CHEST 2025: Improving COPD Outcomes Through Accurate Diagnosis and Standardized Care Pathways
Megan Dulohery Scrodin, MD, discusses COPD management challenges and the need for accessible care and cost reduction.
At CHEST 2025, held October 19-22 in Chicago, Illinois, Megan Dulohery Scrodin, MD, a pulmonary medicine physician with Mayo Clinic, sat down with Pharmacy Times® to discuss the key challenges health systems face in managing Chronic Obstructive Pulmonary Disease (COPD). She noted this includes limited access to primary and specialty care, diagnostic uncertainty, and high treatment costs.
Dulohery Scrodin emphasized the importance of confirming COPD diagnoses through spirometry and implementing standardized treatment pathways to improve outcomes and reduce unnecessary therapies. She also highlighted the need for broader screening for genetic risk factors, such as alpha-1 antitrypsin deficiency, and for recognizing asthma-COPD overlap to ensure patients receive the most effective, individualized care.
Pharmacy Times: What are the key challenges health systems face in managing COPD effectively?
Megan Dulohery Scrodin, MD: I think there is a large number. The majority of our COPD patients are actually managed by primary care, and there’s a primary care shortage across the United States. Many patients struggle to even get access to care. Once they do get access, having a clear diagnosis of COPD is also a challenge.
A large number of patients are diagnosed with COPD having never had any type of pulmonary function testing. By definition, we want to see airway obstruction on pulmonary function testing to be confident that we have a correct diagnosis of COPD. Inhaler therapy and more advanced COPD therapies, if used in patients who don’t have a clear diagnosis, have the potential for a lot of financial toxicity as well as side effects for patients. So, establishing the correct diagnosis is really a huge issue.

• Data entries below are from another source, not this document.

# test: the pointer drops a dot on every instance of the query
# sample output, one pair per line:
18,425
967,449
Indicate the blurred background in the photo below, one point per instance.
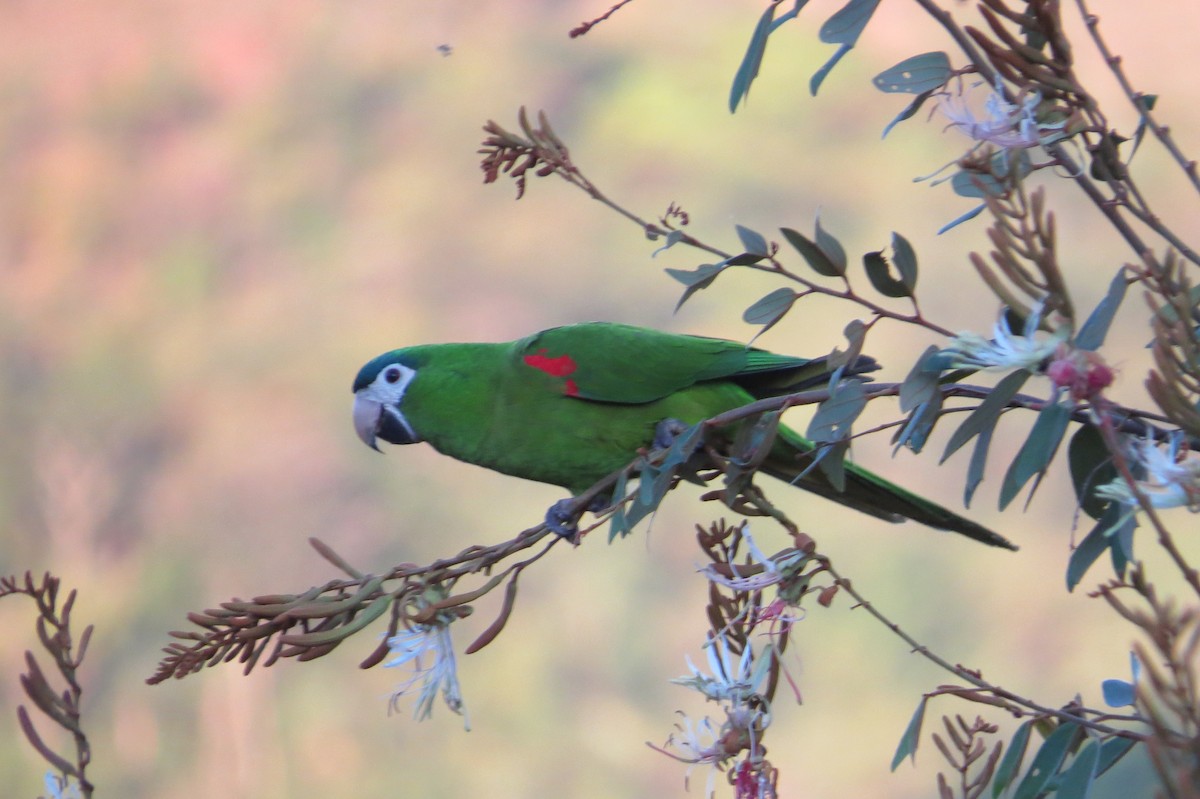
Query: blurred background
213,214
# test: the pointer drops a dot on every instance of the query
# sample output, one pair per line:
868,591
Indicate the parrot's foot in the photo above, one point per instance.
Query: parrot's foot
667,431
563,517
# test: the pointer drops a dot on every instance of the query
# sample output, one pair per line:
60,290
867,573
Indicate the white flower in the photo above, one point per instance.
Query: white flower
1171,478
769,575
1001,122
1005,350
730,682
696,744
430,650
60,787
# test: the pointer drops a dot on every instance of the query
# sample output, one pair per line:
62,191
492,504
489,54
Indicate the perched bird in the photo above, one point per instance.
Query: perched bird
570,406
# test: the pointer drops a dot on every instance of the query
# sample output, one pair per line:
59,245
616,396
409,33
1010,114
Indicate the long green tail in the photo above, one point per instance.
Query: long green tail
869,492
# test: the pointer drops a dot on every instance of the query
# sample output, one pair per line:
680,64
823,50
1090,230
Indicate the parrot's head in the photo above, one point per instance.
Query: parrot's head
378,398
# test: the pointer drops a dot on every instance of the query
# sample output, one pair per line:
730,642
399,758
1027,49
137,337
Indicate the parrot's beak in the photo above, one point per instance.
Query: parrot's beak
366,420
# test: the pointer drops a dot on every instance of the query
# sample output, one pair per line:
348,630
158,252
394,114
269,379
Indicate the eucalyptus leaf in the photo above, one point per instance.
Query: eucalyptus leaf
754,241
847,23
1091,335
1078,779
1091,466
815,257
876,265
1093,545
1011,763
831,247
977,464
753,59
916,74
1037,452
911,737
1047,762
988,413
771,308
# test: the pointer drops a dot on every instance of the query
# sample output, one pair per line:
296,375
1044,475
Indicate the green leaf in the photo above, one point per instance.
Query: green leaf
754,241
1146,102
813,254
844,28
1048,760
703,274
911,737
834,416
1093,545
905,262
921,384
1091,335
846,25
916,76
1037,452
988,413
1091,466
977,464
832,462
1111,751
1077,780
907,113
618,526
826,68
831,247
921,424
964,217
695,280
1011,763
771,308
753,59
876,265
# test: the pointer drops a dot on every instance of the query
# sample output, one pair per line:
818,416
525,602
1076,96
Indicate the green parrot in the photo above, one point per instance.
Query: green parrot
571,404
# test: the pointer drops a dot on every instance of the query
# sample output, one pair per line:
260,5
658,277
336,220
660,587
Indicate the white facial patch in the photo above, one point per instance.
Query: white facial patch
388,390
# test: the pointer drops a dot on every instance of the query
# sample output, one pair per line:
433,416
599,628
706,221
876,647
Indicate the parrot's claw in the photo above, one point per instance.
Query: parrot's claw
563,517
666,432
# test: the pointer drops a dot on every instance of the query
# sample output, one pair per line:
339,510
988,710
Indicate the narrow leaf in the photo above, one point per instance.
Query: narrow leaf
1077,781
1037,452
754,241
911,737
1111,751
1011,764
846,25
1091,335
876,265
988,413
827,67
831,247
905,262
1091,466
695,280
921,424
1048,761
978,462
916,76
909,112
813,253
1093,545
921,384
753,59
768,310
834,416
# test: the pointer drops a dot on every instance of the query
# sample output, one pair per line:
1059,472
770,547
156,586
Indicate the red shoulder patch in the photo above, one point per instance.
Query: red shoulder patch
557,366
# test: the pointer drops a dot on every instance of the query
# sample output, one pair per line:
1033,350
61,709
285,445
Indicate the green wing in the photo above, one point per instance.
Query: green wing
628,365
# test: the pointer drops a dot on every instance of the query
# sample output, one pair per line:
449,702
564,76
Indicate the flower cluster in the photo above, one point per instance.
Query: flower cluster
429,649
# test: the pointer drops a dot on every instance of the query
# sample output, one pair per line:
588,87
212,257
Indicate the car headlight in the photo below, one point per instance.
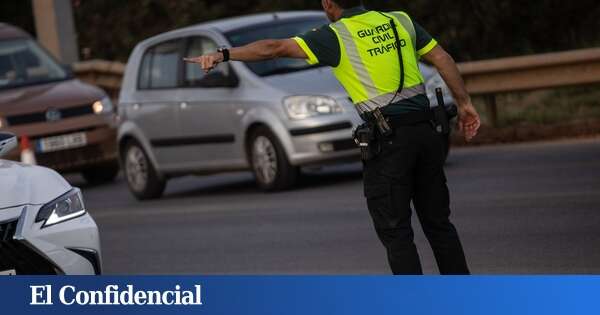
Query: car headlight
301,107
103,106
63,208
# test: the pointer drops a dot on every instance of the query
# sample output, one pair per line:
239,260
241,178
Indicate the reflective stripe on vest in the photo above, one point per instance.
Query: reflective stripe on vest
368,68
385,99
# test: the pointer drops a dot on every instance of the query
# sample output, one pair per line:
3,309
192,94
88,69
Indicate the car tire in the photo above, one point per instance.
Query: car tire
101,174
142,179
270,165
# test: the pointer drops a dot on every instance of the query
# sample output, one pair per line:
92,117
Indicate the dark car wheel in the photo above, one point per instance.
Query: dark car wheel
270,165
101,174
140,174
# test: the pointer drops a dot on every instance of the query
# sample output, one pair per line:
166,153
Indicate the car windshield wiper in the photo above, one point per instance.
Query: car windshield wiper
284,70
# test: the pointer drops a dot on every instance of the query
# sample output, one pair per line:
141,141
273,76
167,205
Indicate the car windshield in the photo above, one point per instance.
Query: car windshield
276,30
23,62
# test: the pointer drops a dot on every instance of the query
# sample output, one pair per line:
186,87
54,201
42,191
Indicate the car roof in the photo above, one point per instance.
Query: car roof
241,22
9,31
230,24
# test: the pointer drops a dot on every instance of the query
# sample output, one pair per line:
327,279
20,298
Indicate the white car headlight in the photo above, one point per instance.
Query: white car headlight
63,208
103,106
301,107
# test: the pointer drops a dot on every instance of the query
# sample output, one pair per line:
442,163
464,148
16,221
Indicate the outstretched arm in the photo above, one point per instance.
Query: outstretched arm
469,121
257,51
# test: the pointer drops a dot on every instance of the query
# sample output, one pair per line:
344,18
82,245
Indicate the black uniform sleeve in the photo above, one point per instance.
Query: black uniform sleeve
323,44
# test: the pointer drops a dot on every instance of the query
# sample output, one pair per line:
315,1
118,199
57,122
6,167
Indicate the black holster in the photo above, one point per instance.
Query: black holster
365,137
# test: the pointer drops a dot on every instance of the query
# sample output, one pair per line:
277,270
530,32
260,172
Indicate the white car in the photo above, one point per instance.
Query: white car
44,227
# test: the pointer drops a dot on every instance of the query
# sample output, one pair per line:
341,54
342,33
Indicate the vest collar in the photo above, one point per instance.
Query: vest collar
348,13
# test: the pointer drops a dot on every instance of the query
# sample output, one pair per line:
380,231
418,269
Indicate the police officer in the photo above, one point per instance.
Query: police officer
363,48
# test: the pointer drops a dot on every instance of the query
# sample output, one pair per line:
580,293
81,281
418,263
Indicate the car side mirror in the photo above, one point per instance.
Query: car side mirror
8,142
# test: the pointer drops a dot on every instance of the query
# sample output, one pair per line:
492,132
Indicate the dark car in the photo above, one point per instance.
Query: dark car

The next step is that once we have a diagnosis, if we have patients who are not well controlled, access to specialty care can be challenging. Across the United States, there are areas where pulmonologists are not easily located to really be able to help consider those more advanced therapies.
Those are some of our outpatient issues. We also know that COPD in the hospital is a challenge. There are a lot of patients who are admitted every year with acute COPD exacerbations. We know that the index hospitalization is a big event in the life of a COPD patient, and it’s really important that we adjust or change their therapy, or if they don’t have a clear diagnosis, get that clear diagnosis after their hospitalization.
There’s also a gap in care when patients are trying to transition from the inpatient setting to the outpatient setting. Most of those patients, when they get home, continue to be short of breath and are hesitant to leave their home because of the challenges with their breathing. But it’s really important that we get them reconnected with either their primary care provider or their COPD clinician so that they can make appropriate adjustments and treatment.
The last thing I would mention is the cost of therapy—the cost of inhalers, the cost of more advanced therapies, and now with the biologics, not all patients can afford those treatments. We need to continue to advocate for lowered costs of medications to make sure our treatments are accessible to our patients.
Pharmacy Times: How can standardized diagnosis and treatment pathways improve COPD outcomes?
Dulohery Scrodin: I already mentioned that really getting a diagnosis is the first step. I think strategizing ways to make spirometry more accessible across the United States and in any health care system is one of the first priorities. We need to be able to test patients to confirm their diagnosis so that we can get them on the right treatment.
In addition, being consistent with identifying risk factors that predict poor outcomes is also important. Based on guideline-based care, we now recommend that all COPD patients be screened for alpha-1 antitrypsin deficiency, which is one of our genetic causes of COPD. It’s not only associated with COPD but also with asthma and bronchiectasis.
We are probably underdiagnosing people, and identifying this would tell us more about their particular type of lung disease and open up some other treatment opportunities. We really should be screening everybody with COPD, and I would advocate that we probably need to screen before they develop COPD as well.
I think phenotyping patients is also incredibly important so that we can prognosticate and select the best treatment for them. Increasingly, we know that blood eosinophils are important in COPD patients who are frequent exacerbators. I would argue that we need to know that risk factor upfront. When I see a patient in the clinic for COPD, I always get a CBC with differential to look for that eosinophil count.
That may not drive what initial therapy I start, but it might help me advise the patient on what their predictors of risk are. If they’ve not had a COPD exacerbation but are symptomatic and have blood eosinophils greater than 300, I’m likely not going to start an inhaled corticosteroid at that point. But if they contact me and say, “I’m having exacerbations; I’ve ended up on prednisone twice in the last year,” I know that I need to escalate that therapy and that inhaled corticosteroids are the right thing to do for that patient.
I think we also underrecognize asthma-COPD overlap, and the earlier we recognize asthma-related inflammation in the COPD patient—or allergic-type inflammation—the better we’ll be able to get them under control and prevent those exacerbations from happening.